さっきまで充血だけだったのが、流血になってんぞ〜」

「あはは、神秘は丈夫だから大丈夫だよ」


ローズに相槌を打っていたヴィニーだったが、どうやらまだ未来を見ているらしい。死の森での戦いを見てきたような言葉をこぼし、ライアンに注意されている。


しかし、八咫で神秘に成ったヴィニーは、もはや多少の自己犠牲などものともしなかった。

普通の人よりは丈夫で傷もすぐに治るからと、忠告を無視して血涙を流し続ける。


「いや、そういう問題じゃないって。心配だから言うんでしょ? もう無駄に能力使うのはやめましょうね。

もう血が流れ始めてるんだから、普通に今を見て」

「わかりました」


だが、すかさずローズが言葉を添えると、彼はライアンの時とは打って変わって素直にうなずいた。

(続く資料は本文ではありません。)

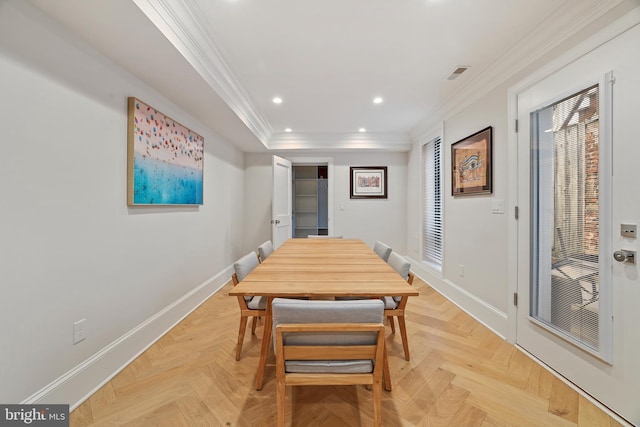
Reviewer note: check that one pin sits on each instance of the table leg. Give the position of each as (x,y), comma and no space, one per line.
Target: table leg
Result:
(266,342)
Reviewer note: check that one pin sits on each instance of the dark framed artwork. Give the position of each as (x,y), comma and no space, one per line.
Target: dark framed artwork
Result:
(472,163)
(165,160)
(369,182)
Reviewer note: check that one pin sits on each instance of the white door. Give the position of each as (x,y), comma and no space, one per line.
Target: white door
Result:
(577,186)
(281,201)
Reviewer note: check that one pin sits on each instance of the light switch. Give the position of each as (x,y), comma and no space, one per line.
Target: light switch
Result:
(497,206)
(628,230)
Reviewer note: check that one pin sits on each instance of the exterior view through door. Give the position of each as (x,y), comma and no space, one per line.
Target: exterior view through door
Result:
(565,213)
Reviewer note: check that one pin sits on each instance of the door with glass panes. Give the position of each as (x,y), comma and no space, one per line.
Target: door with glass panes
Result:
(577,198)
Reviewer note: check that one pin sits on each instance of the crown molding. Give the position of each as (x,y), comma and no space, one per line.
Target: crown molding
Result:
(319,141)
(179,21)
(561,25)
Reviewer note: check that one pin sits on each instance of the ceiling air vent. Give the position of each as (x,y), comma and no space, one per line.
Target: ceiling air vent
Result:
(461,69)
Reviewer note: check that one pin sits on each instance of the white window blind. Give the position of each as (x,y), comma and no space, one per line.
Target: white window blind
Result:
(432,229)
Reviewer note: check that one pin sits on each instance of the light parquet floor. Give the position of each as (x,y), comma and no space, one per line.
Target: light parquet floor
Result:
(460,374)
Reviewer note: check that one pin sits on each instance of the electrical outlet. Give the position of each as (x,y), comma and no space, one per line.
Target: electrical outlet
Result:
(79,331)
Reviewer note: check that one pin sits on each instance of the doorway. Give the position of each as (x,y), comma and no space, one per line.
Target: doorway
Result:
(576,174)
(310,200)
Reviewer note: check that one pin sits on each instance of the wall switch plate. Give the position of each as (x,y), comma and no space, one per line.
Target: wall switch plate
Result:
(497,206)
(628,230)
(79,331)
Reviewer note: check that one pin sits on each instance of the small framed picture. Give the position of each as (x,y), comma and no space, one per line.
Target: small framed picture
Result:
(471,164)
(369,182)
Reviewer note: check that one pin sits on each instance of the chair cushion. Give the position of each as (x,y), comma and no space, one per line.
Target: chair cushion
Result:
(390,303)
(324,366)
(245,265)
(400,264)
(322,311)
(257,303)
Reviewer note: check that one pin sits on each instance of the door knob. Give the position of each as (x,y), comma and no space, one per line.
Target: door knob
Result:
(625,256)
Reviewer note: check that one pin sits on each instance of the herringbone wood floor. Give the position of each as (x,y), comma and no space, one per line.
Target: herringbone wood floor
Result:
(460,374)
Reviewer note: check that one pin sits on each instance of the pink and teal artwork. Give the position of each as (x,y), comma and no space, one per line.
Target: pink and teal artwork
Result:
(165,159)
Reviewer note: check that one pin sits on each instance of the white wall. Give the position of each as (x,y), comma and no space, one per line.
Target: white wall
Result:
(473,236)
(370,220)
(475,239)
(70,246)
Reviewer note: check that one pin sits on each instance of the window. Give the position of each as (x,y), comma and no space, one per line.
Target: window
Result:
(565,201)
(432,229)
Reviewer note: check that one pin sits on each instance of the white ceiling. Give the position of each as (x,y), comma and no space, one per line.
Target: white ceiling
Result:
(224,60)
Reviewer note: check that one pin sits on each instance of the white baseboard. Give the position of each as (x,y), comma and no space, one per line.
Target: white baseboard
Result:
(82,381)
(484,313)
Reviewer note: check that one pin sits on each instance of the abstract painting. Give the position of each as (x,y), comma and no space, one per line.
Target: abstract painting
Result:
(165,159)
(471,164)
(369,182)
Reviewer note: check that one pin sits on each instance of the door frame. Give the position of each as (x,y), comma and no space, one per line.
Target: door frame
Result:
(315,161)
(609,33)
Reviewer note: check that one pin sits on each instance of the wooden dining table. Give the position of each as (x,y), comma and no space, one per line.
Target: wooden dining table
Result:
(319,269)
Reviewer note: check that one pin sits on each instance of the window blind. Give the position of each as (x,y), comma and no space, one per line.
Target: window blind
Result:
(432,228)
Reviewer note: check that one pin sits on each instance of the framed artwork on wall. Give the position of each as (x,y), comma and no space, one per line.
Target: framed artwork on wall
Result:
(165,160)
(471,164)
(368,182)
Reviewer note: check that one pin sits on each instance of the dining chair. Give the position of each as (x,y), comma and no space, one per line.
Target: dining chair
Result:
(382,250)
(329,343)
(264,250)
(395,306)
(250,306)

むしろ反射的だったと言える程に、迷いのない返事である。


普段は敬っているだけで、特に狂信的な部分などは見せないヴィニーだが、やはり彼の中心にあるのはローズらしい。

そんな彼の言葉を聞いたローズは、血が止まるのを確認してからふわっと笑う。


「でも、最後に一ついいです?」

「なぁに?」

「ライアンが得た縁はとても良いものですね」

「……!!」


ローズの笑顔に折れて、完全に能力を使う気をなくした様子のヴィニーだが、見たものを忘れる訳では無い。

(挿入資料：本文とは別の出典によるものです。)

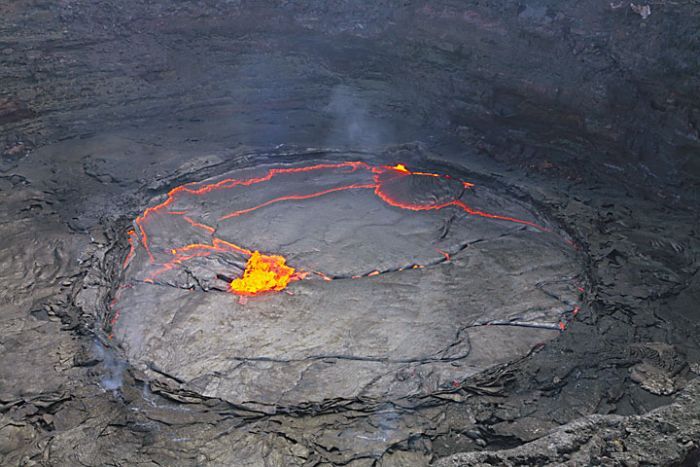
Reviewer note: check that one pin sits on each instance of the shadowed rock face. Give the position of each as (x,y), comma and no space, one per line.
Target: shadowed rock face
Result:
(577,117)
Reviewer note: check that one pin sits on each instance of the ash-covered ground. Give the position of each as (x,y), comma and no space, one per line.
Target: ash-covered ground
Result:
(565,331)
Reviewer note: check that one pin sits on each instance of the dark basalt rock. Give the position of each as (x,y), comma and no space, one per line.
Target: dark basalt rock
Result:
(583,116)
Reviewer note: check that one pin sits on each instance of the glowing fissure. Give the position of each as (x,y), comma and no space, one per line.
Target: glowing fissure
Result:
(270,273)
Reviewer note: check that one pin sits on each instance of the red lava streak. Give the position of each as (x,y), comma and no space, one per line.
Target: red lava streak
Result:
(380,177)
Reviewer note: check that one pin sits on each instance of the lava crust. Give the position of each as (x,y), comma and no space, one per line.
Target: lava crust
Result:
(392,272)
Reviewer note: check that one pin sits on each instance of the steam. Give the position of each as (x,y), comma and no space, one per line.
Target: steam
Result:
(113,378)
(353,125)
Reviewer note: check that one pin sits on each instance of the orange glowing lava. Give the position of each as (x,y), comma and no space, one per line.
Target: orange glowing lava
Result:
(263,273)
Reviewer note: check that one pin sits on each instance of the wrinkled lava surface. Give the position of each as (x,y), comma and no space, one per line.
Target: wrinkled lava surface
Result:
(405,282)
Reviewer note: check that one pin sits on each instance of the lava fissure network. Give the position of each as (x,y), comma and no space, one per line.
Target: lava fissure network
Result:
(268,273)
(344,272)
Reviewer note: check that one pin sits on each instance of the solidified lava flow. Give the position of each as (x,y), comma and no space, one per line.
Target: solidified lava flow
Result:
(390,266)
(265,273)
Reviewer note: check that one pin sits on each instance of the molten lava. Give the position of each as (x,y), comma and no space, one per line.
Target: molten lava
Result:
(263,273)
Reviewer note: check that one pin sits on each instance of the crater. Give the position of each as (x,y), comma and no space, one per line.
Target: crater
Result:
(406,281)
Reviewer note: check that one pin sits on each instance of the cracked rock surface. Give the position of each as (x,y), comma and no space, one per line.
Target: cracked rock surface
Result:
(399,331)
(577,115)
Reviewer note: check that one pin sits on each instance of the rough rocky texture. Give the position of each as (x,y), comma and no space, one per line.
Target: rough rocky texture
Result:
(396,318)
(665,436)
(583,112)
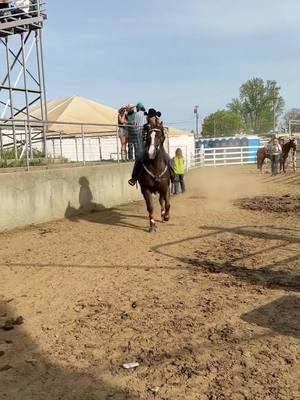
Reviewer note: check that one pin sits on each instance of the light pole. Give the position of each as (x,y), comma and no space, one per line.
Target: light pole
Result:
(274,114)
(196,112)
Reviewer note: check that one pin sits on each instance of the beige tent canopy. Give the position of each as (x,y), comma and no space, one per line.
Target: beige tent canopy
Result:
(77,109)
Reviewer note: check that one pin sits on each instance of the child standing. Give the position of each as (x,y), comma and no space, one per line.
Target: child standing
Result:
(179,168)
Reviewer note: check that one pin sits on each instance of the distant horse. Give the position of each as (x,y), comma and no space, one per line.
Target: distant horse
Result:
(155,175)
(262,154)
(291,144)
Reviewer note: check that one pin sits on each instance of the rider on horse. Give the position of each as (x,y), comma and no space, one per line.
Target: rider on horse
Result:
(152,122)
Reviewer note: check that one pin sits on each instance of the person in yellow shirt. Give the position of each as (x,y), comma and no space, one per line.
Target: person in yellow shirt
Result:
(179,168)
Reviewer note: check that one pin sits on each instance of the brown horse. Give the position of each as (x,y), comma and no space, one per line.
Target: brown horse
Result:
(155,175)
(262,154)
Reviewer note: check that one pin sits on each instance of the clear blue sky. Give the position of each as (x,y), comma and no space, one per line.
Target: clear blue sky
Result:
(171,55)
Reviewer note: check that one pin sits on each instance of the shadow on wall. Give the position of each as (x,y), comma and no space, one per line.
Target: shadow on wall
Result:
(97,213)
(27,374)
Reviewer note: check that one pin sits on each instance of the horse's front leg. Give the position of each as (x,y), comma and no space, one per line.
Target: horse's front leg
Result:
(149,202)
(162,207)
(283,164)
(164,200)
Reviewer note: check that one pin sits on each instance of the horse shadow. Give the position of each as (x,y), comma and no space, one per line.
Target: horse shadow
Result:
(281,315)
(93,212)
(27,373)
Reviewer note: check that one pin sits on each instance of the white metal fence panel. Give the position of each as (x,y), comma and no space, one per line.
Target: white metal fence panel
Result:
(207,157)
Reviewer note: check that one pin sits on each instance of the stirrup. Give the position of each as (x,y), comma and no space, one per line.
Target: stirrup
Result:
(132,182)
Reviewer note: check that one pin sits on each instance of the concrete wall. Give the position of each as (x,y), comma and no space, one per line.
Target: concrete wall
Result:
(40,196)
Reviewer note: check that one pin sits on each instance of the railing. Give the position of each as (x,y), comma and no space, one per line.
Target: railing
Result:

彼はその前に見たと思しき内容をライアンに告げ、それを聞いたライアンは驚きに目を見開く。


直後、比較的静かな面々があつまるこの場には、ライアンの陽気な笑い声が響き渡っていた。


「あっはっは!! なんだよ本当にすげぇな〜!! そうだな。あいつらに加勢を頼むってのが一番いいと思うぜ〜!!」

「はは……うん、それが俺達の進む道だよ」

「……あいつら?」

「ああ、すげ〜頼りになる助っ人だ。俺がガルズェンスまでの一人旅で出会った友人、ってとこだな〜」


決断を促すように微笑んだヴィニーと笑い合うライアンは、ローズの質問に答えると、南東方向に視線を移しながら立ち上がる。その表情はどこか誇らしげで、喜びに満ちていた。


「まず目指すはフラーの西方、ケット・シーの国だぜ〜!!」


クロウを助けに行くために、海音に加勢するために。

そして何よりも、ミョル=ヴィドにて暴禍の獣(ベヒモス)を確実に討伐するために。


彼らは新たな戦力を求めて、次の目的地を設定した。